The letters can be consecutive, like act within action,
or spread out, like male in masculine. And to continue with the
word play, those shorter synonyms inside of a kangaroo word are
called joey words. Methinks Kanga and Roo would be pleased.
I'm a bit dismayed that I didn't learn about kangaroo words
in grade school. Had I been made aware of this bit of language nerdiness around
the time I discovered The Phantom Tollbooth, my eight-year-old head surely
would have exploded (in a good way). Kangaroo words were popularized as a word
game in the 1950s, in The American Magazine, and later appeared in Reader's
Digest. Then, I suppose, they just faded away.
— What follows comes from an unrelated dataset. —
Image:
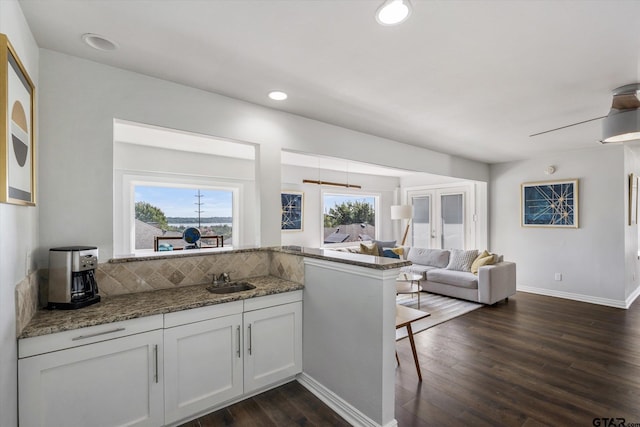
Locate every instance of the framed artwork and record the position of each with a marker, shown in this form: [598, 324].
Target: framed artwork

For you serious word geeks out there, a twin kangaroo
contains two joey words, such as container, in which both tin and
can appear. Want more? An anti-kangaroo (is it just me, or does that sound
like a political party that would appear in a Monty Python sketch?) contains its
own antonym, like overt in covert. And the finale? A grand
kangaroo contains two joey words, one of which is in the "pouch" of the other,
such as alone, which contains lone, which contains one.
Mind. Blown.
Word play will always be fun for a certain segment of the
population. I just hope that enough of us are passing that sense of play along
to future generations. Wouldn't Kanga want us to?